Ref: "Green's Standard Barometer," in Henry J. Green, Meteorological and Scientific Instruments (Brookly, 1900), pp. 4-6.
C.F. Marvin, (Washington, D.C., 1894).
Object Name
barometer, mercury
date made
1890-1940
maker
H. J. Green
place made
United States: New York, Brooklyn
ID Number
PH*328879
accession number
277916
catalog number
328879
subject
Measuring & Mapping
Barometers
See more items in
Medicine and Science: Physical Sciences
Barometers
Data Source
National Museum of American History, Kenneth E. Behring Center
Credit Line
U.S. Naval Observatory

Visitor Comments

2/5/2016 10:54:26 PM
John Schurr
I am very possibly the last living employee of Henry J. Green Instrument Company, which was founded in 1832 by James Green.
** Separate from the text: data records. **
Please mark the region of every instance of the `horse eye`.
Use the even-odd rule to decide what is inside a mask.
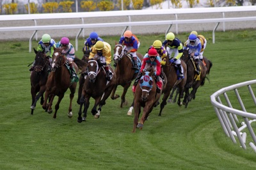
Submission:
[[[152,86],[153,84],[153,81],[149,81],[148,84],[149,84],[149,85]]]

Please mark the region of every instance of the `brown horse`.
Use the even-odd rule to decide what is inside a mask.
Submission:
[[[54,49],[54,52],[52,56],[52,72],[50,73],[48,80],[46,83],[46,90],[45,98],[47,98],[50,95],[52,95],[49,103],[47,105],[46,100],[43,104],[43,109],[45,109],[49,113],[52,112],[51,108],[53,100],[55,96],[58,97],[58,100],[55,105],[55,112],[53,118],[56,118],[56,113],[60,107],[60,104],[62,98],[64,97],[64,94],[69,88],[70,90],[70,103],[68,107],[68,116],[72,117],[72,102],[74,98],[76,82],[71,83],[70,73],[66,66],[67,58],[64,54],[61,53],[62,49]],[[83,66],[86,66],[86,63],[83,62],[78,58],[75,58],[72,65],[75,68],[76,72],[78,72],[78,67],[76,63],[80,63],[79,67],[83,69]]]
[[[187,66],[185,62],[180,59],[181,66],[183,68],[184,78],[182,79],[178,77],[175,65],[172,65],[168,59],[169,57],[168,56],[167,58],[168,59],[166,59],[165,65],[163,66],[163,72],[167,77],[167,84],[166,88],[163,90],[164,96],[162,99],[162,102],[160,105],[160,111],[158,116],[161,116],[162,111],[164,109],[164,105],[166,105],[167,104],[166,101],[170,95],[171,90],[175,86],[179,87],[179,88],[180,89],[179,93],[177,104],[179,106],[182,105],[180,98],[183,98],[183,93],[186,82],[187,81]]]
[[[80,98],[80,107],[78,112],[77,122],[81,123],[86,121],[87,110],[90,105],[90,98],[95,99],[93,107],[92,109],[92,113],[95,118],[100,116],[100,111],[102,105],[106,104],[106,100],[108,99],[115,84],[116,75],[113,68],[109,66],[109,71],[113,73],[112,79],[108,81],[106,79],[106,72],[103,66],[99,66],[100,62],[98,55],[93,58],[90,59],[88,61],[88,75],[85,77],[84,83],[83,86],[83,91]],[[83,117],[82,118],[82,107],[84,105]],[[99,105],[97,109],[97,106]]]
[[[203,63],[206,66],[206,68],[207,68],[206,74],[209,75],[210,73],[211,68],[212,66],[212,63],[210,60],[209,60],[207,58],[204,56],[203,57]],[[175,92],[175,91],[176,91],[176,93],[175,93],[175,95],[174,97],[174,98],[173,99],[172,98],[173,98],[173,94]],[[169,99],[168,99],[168,102],[173,102],[173,103],[176,102],[176,100],[177,100],[177,97],[178,96],[178,94],[179,94],[179,88],[177,88],[177,87],[173,88],[173,89],[172,90],[171,94],[170,95],[170,97],[169,97]]]
[[[140,65],[140,61],[143,59],[143,56],[138,52],[136,53],[138,56],[138,63]],[[128,88],[131,86],[132,80],[134,79],[139,71],[132,69],[132,57],[126,53],[124,50],[124,47],[121,44],[117,44],[114,48],[114,61],[116,65],[115,72],[116,75],[116,84],[113,89],[111,96],[111,99],[115,100],[120,97],[118,95],[115,94],[117,86],[121,85],[124,88],[123,93],[121,96],[120,107],[123,107],[123,104],[127,102],[125,100],[125,95]]]
[[[33,114],[37,101],[41,97],[41,104],[44,103],[44,93],[45,91],[45,84],[47,81],[48,72],[47,71],[49,64],[49,58],[43,51],[37,51],[34,48],[36,56],[35,58],[35,69],[30,75],[31,93],[32,104],[31,114]],[[36,95],[37,94],[37,95]]]
[[[195,98],[195,94],[198,88],[201,86],[204,86],[207,73],[207,68],[204,65],[203,62],[200,60],[199,65],[201,68],[201,72],[200,75],[197,76],[195,72],[195,61],[193,58],[190,56],[188,49],[183,50],[183,55],[181,59],[186,62],[188,68],[188,78],[185,85],[185,97],[183,100],[185,108],[187,108],[188,102],[191,102],[192,99]],[[189,88],[192,88],[192,91],[189,93]]]
[[[134,119],[132,132],[135,132],[136,128],[142,129],[144,122],[148,117],[154,109],[154,105],[158,102],[161,97],[161,93],[156,93],[156,84],[155,77],[153,75],[154,69],[150,68],[148,71],[143,71],[142,76],[137,85],[134,93]],[[142,117],[138,123],[141,107],[143,107]]]

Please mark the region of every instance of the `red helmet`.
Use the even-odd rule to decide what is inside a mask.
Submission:
[[[157,56],[157,52],[156,51],[155,48],[152,47],[149,49],[148,55],[149,56]]]

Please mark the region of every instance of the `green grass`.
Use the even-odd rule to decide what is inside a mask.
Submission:
[[[252,141],[249,134],[247,150],[239,146],[238,139],[237,144],[234,144],[221,128],[210,96],[223,87],[255,79],[256,32],[217,32],[214,44],[211,32],[200,33],[208,40],[204,54],[213,63],[210,82],[206,81],[198,89],[196,99],[187,109],[168,104],[159,117],[159,107],[155,108],[142,130],[137,129],[135,134],[131,133],[133,116],[126,115],[132,100],[131,88],[126,96],[128,105],[121,109],[120,98],[109,98],[99,120],[89,112],[86,122],[77,122],[77,93],[74,116],[68,118],[68,91],[56,119],[45,112],[39,102],[31,115],[27,66],[35,54],[28,52],[28,42],[0,42],[0,169],[255,169],[256,153],[248,144]],[[188,35],[177,36],[184,42]],[[141,44],[139,52],[143,54],[155,40],[164,39],[164,35],[138,37]],[[119,40],[117,36],[102,38],[112,48]],[[83,42],[80,38],[79,49]],[[71,42],[74,44],[74,40]],[[36,43],[34,41],[33,47],[36,47]],[[82,51],[76,55],[81,58]],[[119,87],[117,93],[120,95],[122,91]],[[247,91],[241,91],[246,93],[242,99],[246,109],[253,112],[252,101],[246,100]],[[233,96],[230,100],[236,104]],[[89,111],[93,104],[92,100]]]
As a teenager in the mid sixties I worked at their plant in Westbury, N.Y. They had moved from Brooklyn in 1959. My father was the general manager. I even knew one of the owners, who's last name was Weygand.. I understand he was a part owner in 1912. I packed hundreds of rain gages that were destined for the Kansas City depot. I filled up many a tube of mercury for the Fortin type barometers. Today, I own my own company, which is a manufacturing job shop. I actually continue the tradition of making weather instruments. I make the Adirondack snow density gage, which HJ Green used to make. My company's name is Gamma Instruments. I had a detailed history of the company as well as mid sixties catalogs. I have been looking for them for years. Hopefully, they will turn up one day.